Another study investigated the effects of exosomes derived from ADMSCs on differentiated neuronal stem cells (NSCs) isolated from SOD1G93A ALS mice. Results evidenced that exosomes were able to reduce SOD1 aggregation and prevented the abnormal expression of mitochondrial proteins and indeed normalized the phospho-CREB/CREB ratio and PGC-1a expression [92]. The exosomes derived from ADMSCs were also able to protect NSC-34 cells expressing ALS mutations from oxidative damage [93].
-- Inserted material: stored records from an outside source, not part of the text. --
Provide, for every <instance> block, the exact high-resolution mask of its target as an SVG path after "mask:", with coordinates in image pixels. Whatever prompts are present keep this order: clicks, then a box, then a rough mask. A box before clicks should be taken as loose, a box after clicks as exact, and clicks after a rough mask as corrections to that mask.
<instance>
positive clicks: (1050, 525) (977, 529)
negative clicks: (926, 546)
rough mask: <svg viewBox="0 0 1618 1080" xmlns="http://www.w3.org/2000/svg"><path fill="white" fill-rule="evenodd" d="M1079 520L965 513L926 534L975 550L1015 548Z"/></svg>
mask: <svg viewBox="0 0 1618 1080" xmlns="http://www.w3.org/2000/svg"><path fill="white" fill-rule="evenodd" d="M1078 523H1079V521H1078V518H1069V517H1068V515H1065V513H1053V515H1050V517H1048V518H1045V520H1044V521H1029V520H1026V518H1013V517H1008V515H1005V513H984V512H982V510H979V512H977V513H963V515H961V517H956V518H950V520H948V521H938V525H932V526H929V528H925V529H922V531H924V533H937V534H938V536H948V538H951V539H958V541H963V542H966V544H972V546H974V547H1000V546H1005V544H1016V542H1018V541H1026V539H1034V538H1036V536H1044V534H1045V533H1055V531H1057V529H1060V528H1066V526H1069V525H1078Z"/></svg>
Interestingly, the infusion of a different type of cells, namely, Tregs, seems to be a new therapeutic option. Indeed, it was demonstrated that Tregs are able to suppress immune toxicity by inhibiting microglial activation, the proliferation of cytotoxic T lymphocytes providing motor neuron protection in ALS [94]. A recent phase I trial demonstrated the safety and potential benefit of autologous Treg infusions in ALS patients. Indeed, Treg administration slowed the progression rates during the early and later stages of the disease [95].

7. Conclusions

MSCs had already shown a therapeutic potential in different clinical fields. In particular, they may exert their action differentiating toward a specific cell type or through the releasing of different growth and trophic factors. ALS rodent models evidenced that MSCs may represent a promising approach to treat ALS; indeed, MSC transplantation delayed the disease onset and progression and increased the lifespan of treated animals. Furthermore, also the loss of motor neurons was reduced, showing a delay in motor function loss in MSC-treated animals. The results obtained from preclinical studies encouraged the MSC administration in ALS patients. The results in humans, although confirming the safety of MSC transplantation, showed only a partial improvement of ALS clinical scores and only some of them evidenced an effect in slowing down disease progression. For this reason, even if the first results may indicate a possible beneficial action of MSC transplantation in ALS, more studies and trials with a higher number of patients are necessary to obtain more significant results and to better understand the potential MSC mechanism of action.